OMAAT reader John was on a Finnair flight from Helsinki to Seattle a few days ago, which was quite eventful. While flight diversions aren’t that rare in the grand scheme of things, double diversions for the same reason are pretty rare.
Finnair A330 flying to Seattle returns to Helsinki
This incident involves the Wednesday, September 14, 2022, flight from Helsinki (HEL) to Seattle (SEA). Specifically, this was Finnair’s flight AY33, operated by a roughly 12-year-old Airbus A330-300 with the registration code OH-LTR.
The flight departed Helsinki at 6:20PM local time, roughly as scheduled. The plane climbed up to 34,000 feet, though a bit over 90 minutes after departure, the decision was made to return to Helsinki. The reason? Well, passengers state that the captain said it was due to pressurization issues, while after the fact Finnair is claiming it had to do with air conditioning issues.
Interestingly reader John noticed that the plane was turning around before the pilot announced it, so was understandably confused (I’m not saying the pilots did anything wrong there — their job is to first aviate, then navigate, and then communicate).
This wasn’t an emergency that required diverting to the nearest airport, but allegedly the pilots decided they didn’t feel comfortable flying the polar route on such a long flight without these systems working properly. The plane eventually descended to 30,000 feet, then to 20,000 feet, and then to 10,000 feet. The plane landed back in Helsinki shortly before 10PM local time, around 3hr40min after taking off.
Finnair A330 flying to Seattle returns to Helsinki… again!
The issue with this Finnair A330 was allegedly resolved pretty quickly, and at 11:19PM the flight once again departed for Seattle — talk about a late departure! This time around the plane climbed up to 36,000 feet, and it operated as planned for nearly an hour… until it turned around to Helsinki again.
Reader John noticed this on the map once again, and a bit later the captain announced that the problem had returned. This time around the plane descended to 20,000 feet, and spent around 2hr40min in the air.

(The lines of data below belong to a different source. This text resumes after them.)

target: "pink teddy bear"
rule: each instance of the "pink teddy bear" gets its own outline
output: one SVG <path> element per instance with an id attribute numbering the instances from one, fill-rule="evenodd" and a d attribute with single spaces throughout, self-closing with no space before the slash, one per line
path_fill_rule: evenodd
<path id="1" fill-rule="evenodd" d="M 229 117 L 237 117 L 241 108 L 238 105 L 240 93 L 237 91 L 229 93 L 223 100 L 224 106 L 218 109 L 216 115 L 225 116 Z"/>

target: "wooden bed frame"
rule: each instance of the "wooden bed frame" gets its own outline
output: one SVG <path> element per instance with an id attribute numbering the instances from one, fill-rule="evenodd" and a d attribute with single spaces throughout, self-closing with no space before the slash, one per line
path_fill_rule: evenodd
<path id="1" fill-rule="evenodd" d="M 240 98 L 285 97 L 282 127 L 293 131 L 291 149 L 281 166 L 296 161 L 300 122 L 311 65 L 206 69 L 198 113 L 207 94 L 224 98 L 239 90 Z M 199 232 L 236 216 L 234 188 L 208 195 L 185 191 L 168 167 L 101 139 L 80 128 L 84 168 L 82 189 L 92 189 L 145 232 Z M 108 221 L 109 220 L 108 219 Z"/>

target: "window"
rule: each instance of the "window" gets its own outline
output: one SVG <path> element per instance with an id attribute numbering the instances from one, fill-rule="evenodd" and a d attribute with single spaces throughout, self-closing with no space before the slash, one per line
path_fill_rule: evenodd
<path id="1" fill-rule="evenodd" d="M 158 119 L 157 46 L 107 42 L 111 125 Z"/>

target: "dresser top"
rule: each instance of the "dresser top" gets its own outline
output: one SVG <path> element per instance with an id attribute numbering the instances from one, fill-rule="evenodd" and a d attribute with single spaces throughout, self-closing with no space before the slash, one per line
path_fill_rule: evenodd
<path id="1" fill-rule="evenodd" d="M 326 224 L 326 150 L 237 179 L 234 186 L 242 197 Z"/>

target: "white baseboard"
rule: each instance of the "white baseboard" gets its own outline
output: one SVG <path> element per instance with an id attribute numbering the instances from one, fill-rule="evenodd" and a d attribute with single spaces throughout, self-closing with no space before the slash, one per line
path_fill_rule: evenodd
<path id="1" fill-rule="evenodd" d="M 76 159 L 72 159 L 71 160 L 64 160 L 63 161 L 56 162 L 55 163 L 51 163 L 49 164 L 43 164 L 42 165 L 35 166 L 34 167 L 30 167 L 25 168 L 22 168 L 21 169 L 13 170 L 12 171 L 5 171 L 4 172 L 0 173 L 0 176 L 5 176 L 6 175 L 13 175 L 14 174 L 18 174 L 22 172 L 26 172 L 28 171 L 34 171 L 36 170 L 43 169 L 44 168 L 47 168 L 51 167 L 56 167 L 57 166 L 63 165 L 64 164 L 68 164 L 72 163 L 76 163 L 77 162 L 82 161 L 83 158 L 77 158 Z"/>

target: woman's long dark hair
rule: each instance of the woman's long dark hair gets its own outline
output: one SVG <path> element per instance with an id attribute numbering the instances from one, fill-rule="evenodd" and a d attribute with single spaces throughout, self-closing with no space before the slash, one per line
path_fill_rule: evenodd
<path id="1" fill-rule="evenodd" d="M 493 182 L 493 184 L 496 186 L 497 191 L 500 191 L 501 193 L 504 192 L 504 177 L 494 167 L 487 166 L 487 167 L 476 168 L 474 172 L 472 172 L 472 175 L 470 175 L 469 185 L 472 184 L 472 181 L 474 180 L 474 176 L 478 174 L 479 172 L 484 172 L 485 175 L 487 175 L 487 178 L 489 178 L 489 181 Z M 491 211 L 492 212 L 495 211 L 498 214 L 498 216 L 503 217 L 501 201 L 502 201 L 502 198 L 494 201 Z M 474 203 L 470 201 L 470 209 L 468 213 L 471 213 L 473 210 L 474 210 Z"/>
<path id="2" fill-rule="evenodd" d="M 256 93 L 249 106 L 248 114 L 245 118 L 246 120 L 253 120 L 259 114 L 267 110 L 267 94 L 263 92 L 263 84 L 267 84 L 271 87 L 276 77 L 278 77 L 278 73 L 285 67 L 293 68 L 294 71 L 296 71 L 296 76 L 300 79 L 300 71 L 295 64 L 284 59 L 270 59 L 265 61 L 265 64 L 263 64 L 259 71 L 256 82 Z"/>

The plane landed in Helsinki without incident. In the end, passengers took off on their first flight at 6:20PM, and landed back in Helsinki from their second flight at 1:49AM, so it was a roughly 8.5 hour trip to nowhere.
At that point the flight was just canceled. Reader John ended up being rebooked on Lufthansa via Frankfurt the next day, as presumably Finnair didn’t have enough planes to operate an extra flight yet again, or just didn’t find it to be worthwhile.
A few days ago a Finnair flight from Helsinki to Seattle returned to Helsinki twice over the same issue, resulting in around 8.5 hours of flying to nowhere.
It’s odd, because I feel like in the past, double diversions like this were almost unheard of, while there were at least two last month — the same TUI Boeing 737 returned to Brussels twice in one day over the same technical issue, while an Aer Lingus A330 diverted to Hartford twice (the first time for weather, and the second time due to an engine failure).
Still, the fact that in this case the same passengers on the same flight diverted to the same airport twice for the same reason is pretty remarkable, if you ask me.
What do you make of this Finnair double diversion?